PHP常见题

1. 什么事面向对象?主要特征是什么?

面向对象是程序的一种设计方式,它利于提高程序的重用性,使程序结构更加清晰。主要特征:封装、继承、多态。

2. SESSION 与 COOKIE的区别是什么,请从协议,产生的原因与作用说明?

A、http无状态协议,不能区分用户是否是从同一个网站上来的,同一个用户请求不同的页面不能看做是同一个用户。

B、SESSION存储在服务器端,COOKIE保存在客户端。Session比较安全,cookie用某些手段可以修改,不安全。

Session依赖于cookie进行传递。禁用cookie后,session不能正常使用。

Session的缺点:保存在服务器端,每次读取都从服务器进行读取,对服务器有资源消耗。Session保存在服务器端的文件或数据库中,默认保存在文件中,文件路径由php配置文件的session.save_path指定。Session文件是公有的。

3. HTTP 状态中302、403、 500代码含义?

一二三四五原则:(即一:消息系列;二:成功系列;三:重定向系列;四:请求错误系列;五:服务器端错误系列。)
302:临时转移成功,请求的内容已转移到新位置
403:禁止访问
500:服务器内部错误 401:代表未授权。

4. 请写出数据类型(int char varchar datetime text)的意思;请问 varchar 和 char有什么区别?

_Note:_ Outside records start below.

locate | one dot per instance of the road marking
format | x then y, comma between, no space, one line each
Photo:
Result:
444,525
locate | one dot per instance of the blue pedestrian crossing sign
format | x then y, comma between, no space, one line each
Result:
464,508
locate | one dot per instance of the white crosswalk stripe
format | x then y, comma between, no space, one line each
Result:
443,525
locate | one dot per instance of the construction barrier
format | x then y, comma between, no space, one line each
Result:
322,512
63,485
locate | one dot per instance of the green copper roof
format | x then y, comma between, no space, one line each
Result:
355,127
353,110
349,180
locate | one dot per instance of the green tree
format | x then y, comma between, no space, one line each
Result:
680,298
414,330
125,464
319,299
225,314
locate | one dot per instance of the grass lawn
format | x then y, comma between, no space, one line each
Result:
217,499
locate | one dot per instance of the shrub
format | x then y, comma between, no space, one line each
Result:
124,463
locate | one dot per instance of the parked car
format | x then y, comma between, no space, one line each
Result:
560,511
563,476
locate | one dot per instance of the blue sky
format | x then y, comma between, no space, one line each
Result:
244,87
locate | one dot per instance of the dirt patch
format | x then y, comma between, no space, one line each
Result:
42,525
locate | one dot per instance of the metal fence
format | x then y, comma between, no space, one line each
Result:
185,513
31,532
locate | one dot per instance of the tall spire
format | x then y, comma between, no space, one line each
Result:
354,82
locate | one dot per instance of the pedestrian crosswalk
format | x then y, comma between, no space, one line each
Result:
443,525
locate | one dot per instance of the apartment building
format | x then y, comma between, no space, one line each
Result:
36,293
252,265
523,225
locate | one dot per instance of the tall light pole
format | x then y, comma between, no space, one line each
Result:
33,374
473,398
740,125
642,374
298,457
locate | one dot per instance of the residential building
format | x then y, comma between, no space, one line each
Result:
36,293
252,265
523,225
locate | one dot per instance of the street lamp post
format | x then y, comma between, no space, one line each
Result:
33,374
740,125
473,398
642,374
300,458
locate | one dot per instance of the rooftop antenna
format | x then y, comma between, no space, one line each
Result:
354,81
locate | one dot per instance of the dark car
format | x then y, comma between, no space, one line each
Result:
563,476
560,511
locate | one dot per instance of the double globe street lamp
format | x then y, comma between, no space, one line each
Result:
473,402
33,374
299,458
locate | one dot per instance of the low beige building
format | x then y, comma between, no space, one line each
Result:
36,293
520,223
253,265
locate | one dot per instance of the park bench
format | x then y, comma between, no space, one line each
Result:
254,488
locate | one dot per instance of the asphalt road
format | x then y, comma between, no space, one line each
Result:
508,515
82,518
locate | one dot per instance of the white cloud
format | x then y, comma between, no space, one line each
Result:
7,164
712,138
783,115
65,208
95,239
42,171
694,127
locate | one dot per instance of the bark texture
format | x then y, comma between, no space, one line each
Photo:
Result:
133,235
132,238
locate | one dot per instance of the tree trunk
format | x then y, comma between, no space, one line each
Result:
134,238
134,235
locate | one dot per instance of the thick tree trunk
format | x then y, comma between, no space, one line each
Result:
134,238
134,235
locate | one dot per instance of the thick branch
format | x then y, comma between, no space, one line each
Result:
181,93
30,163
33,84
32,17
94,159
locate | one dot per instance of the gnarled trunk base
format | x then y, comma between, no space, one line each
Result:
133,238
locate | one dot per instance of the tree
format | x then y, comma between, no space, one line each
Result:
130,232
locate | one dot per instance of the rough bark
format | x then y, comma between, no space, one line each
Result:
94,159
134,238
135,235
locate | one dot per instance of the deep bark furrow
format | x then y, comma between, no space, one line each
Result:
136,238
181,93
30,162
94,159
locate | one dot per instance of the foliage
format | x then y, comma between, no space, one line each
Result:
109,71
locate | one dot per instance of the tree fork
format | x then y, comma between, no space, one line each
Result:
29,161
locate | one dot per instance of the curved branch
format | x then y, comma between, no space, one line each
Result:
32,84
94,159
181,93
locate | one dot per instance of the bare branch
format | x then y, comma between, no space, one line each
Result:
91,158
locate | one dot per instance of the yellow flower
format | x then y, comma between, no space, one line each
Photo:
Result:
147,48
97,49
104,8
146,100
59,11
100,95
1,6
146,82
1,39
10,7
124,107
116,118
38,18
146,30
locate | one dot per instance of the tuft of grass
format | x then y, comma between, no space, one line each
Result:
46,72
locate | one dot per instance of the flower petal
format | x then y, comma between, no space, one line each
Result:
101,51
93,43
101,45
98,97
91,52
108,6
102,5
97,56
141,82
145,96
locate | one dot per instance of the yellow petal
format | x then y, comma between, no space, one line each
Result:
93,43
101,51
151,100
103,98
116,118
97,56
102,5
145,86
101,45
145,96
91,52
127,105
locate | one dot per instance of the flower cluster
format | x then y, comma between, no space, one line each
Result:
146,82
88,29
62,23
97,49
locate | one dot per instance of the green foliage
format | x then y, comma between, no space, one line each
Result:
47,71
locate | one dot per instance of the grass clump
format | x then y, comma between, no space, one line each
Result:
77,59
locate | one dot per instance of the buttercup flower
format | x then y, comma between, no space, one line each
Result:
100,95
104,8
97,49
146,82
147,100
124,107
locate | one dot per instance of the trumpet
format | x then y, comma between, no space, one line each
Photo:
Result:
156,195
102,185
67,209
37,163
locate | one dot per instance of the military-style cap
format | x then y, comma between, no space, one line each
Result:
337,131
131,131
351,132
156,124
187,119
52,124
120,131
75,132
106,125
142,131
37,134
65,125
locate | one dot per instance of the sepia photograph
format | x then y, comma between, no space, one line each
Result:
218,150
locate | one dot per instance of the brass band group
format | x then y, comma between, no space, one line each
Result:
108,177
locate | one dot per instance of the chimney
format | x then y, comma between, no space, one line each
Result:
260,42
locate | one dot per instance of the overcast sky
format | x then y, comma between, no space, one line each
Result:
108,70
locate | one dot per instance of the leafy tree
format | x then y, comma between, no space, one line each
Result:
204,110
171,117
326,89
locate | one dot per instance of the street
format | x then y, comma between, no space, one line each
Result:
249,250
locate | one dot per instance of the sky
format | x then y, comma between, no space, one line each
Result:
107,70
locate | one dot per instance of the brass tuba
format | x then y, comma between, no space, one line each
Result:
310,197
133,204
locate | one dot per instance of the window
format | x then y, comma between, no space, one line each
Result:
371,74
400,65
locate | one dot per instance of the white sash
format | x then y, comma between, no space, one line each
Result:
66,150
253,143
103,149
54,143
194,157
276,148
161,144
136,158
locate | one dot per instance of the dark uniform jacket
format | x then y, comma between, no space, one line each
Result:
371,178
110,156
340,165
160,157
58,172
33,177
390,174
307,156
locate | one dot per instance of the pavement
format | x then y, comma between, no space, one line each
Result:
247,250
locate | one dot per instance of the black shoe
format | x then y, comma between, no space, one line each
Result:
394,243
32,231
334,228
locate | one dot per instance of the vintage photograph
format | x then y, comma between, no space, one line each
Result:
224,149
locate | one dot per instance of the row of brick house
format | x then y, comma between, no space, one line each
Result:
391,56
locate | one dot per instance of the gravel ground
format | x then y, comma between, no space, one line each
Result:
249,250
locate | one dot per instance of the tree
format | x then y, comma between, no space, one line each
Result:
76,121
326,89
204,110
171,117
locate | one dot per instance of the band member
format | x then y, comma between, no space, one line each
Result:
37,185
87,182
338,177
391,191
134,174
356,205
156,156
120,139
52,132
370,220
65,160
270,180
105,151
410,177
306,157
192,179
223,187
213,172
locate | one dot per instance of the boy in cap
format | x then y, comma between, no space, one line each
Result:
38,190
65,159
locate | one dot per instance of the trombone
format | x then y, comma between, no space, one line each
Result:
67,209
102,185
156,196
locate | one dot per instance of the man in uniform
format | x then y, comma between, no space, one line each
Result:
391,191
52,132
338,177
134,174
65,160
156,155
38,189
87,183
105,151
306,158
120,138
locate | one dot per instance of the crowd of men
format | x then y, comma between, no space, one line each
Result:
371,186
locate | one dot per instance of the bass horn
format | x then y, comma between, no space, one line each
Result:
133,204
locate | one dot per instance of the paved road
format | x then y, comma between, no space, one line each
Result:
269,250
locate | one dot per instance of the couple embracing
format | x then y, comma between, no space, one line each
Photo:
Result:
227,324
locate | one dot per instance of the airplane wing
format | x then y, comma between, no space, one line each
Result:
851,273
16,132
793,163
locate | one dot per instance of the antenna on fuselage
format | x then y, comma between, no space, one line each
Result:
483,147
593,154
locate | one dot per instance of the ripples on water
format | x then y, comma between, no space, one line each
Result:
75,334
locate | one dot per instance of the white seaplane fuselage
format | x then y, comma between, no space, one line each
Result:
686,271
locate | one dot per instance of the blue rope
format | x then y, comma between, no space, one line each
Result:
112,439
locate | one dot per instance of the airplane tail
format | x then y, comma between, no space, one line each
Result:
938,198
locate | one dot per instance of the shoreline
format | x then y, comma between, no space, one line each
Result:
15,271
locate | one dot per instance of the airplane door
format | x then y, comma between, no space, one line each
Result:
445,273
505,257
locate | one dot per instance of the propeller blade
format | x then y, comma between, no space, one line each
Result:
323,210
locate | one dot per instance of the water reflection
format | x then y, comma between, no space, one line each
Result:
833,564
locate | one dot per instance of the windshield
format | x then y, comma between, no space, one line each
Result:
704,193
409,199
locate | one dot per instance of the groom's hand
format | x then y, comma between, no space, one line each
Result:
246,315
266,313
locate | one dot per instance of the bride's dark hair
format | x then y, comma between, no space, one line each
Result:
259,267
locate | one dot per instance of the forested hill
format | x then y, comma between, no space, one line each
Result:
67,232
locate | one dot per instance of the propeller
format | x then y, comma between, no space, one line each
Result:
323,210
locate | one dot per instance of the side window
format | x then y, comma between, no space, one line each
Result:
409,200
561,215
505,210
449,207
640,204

Int 整数char 定长字符 Varchar 变长字符 Datetime 日期时间型Text 文本型 Varchar与char的区别 char是固定长度的字符类型,分配多少空间,就占用多长空间。Varchar是可变长度的字符类型,内容有多大就占用多大的空间,能有效节省空间。由于varchar类型是可变的,所以在数据长度改变的时,服务器要进行额外的操作,所以效率比char类型低。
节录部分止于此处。